Le Urban Bush Women, dirette da Jawole Willa Jo Zollar, nascono a New York nel 1984. In questi otto anni la Compagnia si è distinta per la determinazione delle sue proposizioni artistiche, centrate sulla riflessione del significato passato e presente e della cultura afro-americana e interpretate con una grinta espressiva -al femminile- di non comune energia. Definita dal critico Jennifer Dunning l’antropologa della danza, Jawole Willa Jo Zollar, terza di sei figli nati da una cantante di cabaret di musica blues e da un agente immobiliare, cresce a Kansan City confrontandosi fin da bambina con le tradizioni e le problematiche della sua razza.
Inizia a studiare danza con Joseph Stevenson, allievo di Katherine Dunham, conseguendo successivamente diplomi alla University of Missouri a Kansas City e alla Florida State University, nel cui ambito insegna in seguito lei stessa. Nel 1980 si trasferisce a New York dove studia con Dianne McIntyre nel gruppo Sounds in Motion, cominciando da allora a collaborare con compositori jazz d’avanguardia come Craig Harris e Carl Riley, con i percussionisti Edwina Lee Tyler e David Pleasant, con il vocalista folk Tiye Giraud. Lasciato il gruppo Sounds in Motion nell’84, la Zollar dà una svolta alla sua carriera e fonda le Urban Bush Women. Il gruppo, composto interamente da performers afro - americane, inizia da subito a distinguersi per un lavoro multidisciplinare in cui danza, canta, parola, musica sono gli elementi compositivi di spettacoli di forte impatto.

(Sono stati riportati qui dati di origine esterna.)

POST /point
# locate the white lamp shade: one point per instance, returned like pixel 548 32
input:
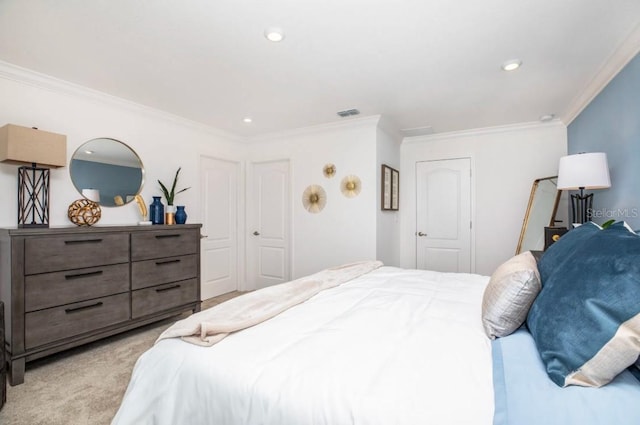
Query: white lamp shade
pixel 584 171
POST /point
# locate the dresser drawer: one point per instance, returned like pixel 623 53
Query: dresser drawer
pixel 153 300
pixel 163 270
pixel 58 288
pixel 54 324
pixel 48 254
pixel 164 243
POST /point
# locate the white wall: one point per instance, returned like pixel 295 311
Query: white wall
pixel 505 161
pixel 388 222
pixel 345 230
pixel 163 142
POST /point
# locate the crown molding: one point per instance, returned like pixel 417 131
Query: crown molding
pixel 607 72
pixel 302 131
pixel 9 71
pixel 483 130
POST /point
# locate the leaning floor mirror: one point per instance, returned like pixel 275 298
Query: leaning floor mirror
pixel 541 213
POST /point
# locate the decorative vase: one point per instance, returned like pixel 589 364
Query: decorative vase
pixel 169 216
pixel 181 215
pixel 156 211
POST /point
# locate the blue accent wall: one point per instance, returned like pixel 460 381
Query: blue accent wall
pixel 611 124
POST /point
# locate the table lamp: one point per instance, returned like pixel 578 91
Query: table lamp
pixel 579 172
pixel 36 151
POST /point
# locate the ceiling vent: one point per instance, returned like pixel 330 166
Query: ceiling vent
pixel 348 113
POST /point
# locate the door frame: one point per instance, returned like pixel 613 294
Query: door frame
pixel 250 202
pixel 408 198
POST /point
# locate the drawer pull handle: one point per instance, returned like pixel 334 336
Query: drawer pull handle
pixel 84 307
pixel 175 235
pixel 168 288
pixel 80 275
pixel 83 241
pixel 159 263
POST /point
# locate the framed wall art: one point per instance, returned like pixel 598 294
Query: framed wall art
pixel 390 188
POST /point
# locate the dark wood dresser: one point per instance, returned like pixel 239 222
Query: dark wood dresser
pixel 64 287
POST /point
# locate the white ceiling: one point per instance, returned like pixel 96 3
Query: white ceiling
pixel 419 63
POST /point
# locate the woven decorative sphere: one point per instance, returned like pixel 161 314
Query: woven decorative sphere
pixel 84 212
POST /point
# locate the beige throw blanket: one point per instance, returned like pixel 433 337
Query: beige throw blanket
pixel 212 325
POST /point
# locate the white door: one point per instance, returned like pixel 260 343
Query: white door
pixel 269 206
pixel 443 225
pixel 219 269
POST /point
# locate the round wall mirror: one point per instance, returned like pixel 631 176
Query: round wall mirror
pixel 107 171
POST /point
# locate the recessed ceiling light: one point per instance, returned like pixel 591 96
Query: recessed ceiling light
pixel 511 65
pixel 274 34
pixel 547 117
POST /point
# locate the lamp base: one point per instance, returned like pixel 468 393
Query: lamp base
pixel 33 197
pixel 581 206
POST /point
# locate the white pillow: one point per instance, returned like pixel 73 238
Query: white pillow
pixel 511 290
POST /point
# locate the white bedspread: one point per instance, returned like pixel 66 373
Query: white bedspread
pixel 391 347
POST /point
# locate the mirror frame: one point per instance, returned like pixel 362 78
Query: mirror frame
pixel 135 156
pixel 554 211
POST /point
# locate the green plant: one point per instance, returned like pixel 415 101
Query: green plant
pixel 170 195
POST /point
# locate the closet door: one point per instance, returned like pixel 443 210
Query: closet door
pixel 268 224
pixel 443 216
pixel 220 185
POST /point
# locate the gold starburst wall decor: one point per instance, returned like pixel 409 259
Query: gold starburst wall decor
pixel 329 170
pixel 314 198
pixel 351 186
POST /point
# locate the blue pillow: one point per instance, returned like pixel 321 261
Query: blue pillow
pixel 564 249
pixel 586 319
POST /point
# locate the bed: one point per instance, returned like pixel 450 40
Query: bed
pixel 389 346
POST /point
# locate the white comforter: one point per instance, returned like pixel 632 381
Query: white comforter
pixel 391 347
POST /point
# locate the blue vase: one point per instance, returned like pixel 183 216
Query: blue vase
pixel 156 211
pixel 181 215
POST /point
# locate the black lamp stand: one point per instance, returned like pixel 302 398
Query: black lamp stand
pixel 33 196
pixel 581 206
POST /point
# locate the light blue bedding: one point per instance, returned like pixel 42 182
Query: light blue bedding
pixel 524 394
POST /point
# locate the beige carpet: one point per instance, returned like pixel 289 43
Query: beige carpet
pixel 83 385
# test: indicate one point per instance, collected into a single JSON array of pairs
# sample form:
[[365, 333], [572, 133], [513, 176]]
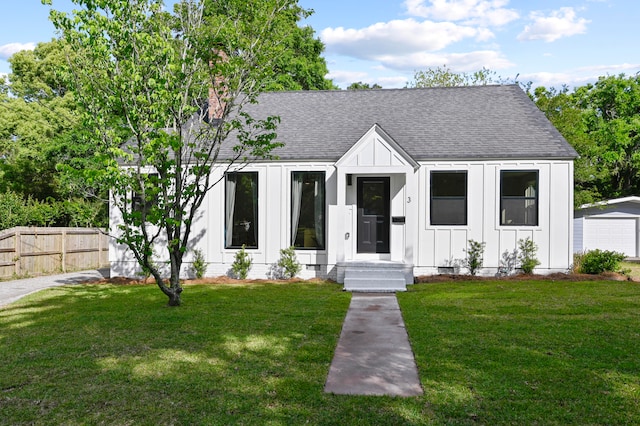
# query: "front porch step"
[[377, 276]]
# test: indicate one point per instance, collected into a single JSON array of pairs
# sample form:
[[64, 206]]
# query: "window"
[[449, 198], [307, 209], [145, 195], [241, 210], [519, 198]]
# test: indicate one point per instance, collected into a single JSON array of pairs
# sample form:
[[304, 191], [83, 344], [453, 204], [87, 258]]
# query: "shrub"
[[199, 265], [527, 250], [288, 263], [508, 262], [475, 258], [241, 264], [599, 261]]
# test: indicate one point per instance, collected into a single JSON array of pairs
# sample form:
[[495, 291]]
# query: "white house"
[[608, 225], [375, 187]]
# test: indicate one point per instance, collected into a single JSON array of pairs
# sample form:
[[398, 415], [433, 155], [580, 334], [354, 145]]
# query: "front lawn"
[[528, 352], [494, 352]]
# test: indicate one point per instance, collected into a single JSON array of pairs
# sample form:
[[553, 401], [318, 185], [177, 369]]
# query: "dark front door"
[[373, 215]]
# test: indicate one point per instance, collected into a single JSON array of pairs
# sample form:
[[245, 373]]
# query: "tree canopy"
[[602, 122], [363, 86], [40, 130], [444, 77], [142, 73]]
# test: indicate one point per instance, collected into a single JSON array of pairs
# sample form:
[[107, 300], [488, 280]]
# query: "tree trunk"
[[174, 296]]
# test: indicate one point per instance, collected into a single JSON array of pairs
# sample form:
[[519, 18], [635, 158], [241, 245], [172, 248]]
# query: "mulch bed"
[[607, 276]]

L’arte folk nera, l’affermazione politica di uno stato di oppressione, l’anti-razzismo, la religione e la tradizione di un popolo costretto alla diaspora sono punto di partenza delle creazioni delle Urban Bush Women, costruite attraverso l’improvvisazione.
Dall’84 ad oggi le Urban Bush Women sono state ospiti a New York delle maggiori stagioni dell’Ethnic Folk Arts Centre, al Clark Center for the Performing Arts, a La MaMa E.T.C., alla Kitchen, al Next Wave Festival della Brooklyn Academy of Music. Conosciute in tutti gli Stati Uniti, hanno partecipato a manifestazioni rinomate tra cui lo Jacob’s Pillow Dance Festival e lo Spoleto Festival U.S.A ed hanno ottenuto numerosi premi. Tra i Festival europei che le hanno invitate in questi anni compaiono il Dance Umbrella di Londra e Montpellier Danse.
In repertorio delle Urban Bush Women una decina di lavori: “Praie House”, brano del ’90 che a partire dalla vita della pittrice Minnie Evans e dalla tradizione del Sud rurale riesce a mettere in luce l’alienazione dell’artista nella società, alcuni estratti da “Heart” (’88), composizione in più quadri che evoca la città notturna con le sue strade “emotivamente” soffocanti, toccando temi come il problema degli “homeless” (Shelter) o le ambiguità della sessualità emergente in giovani donne adolescenti (Lipstick), “I don’t Know, But I’ve Been Told, If You Keep on Dancin’ You’ll Never Grow Old” (’89), un tributo a coloro che tengono vivo lo spirito della danza nelle scuole pubbliche, “Bitter Tongue” (’97) da “Song of Lawino”, lavoro ispirato a un poema dell’ugandese Okot P’Bitek, “Girlfriends” e “Madness”, estratti da “Anarchy, Wild Women and Dinah” (’86), gli assolo “Working for Free” (’85), “Life Dance II… The Papess” ancora da “Heart”, e l’ultimo “Life Dance III… Womb Wars”, quarto di una serie di brani che rappresentano – dice la Zollar – un’odissea personale realizzata attraverso le immagini della tradizione spiritual.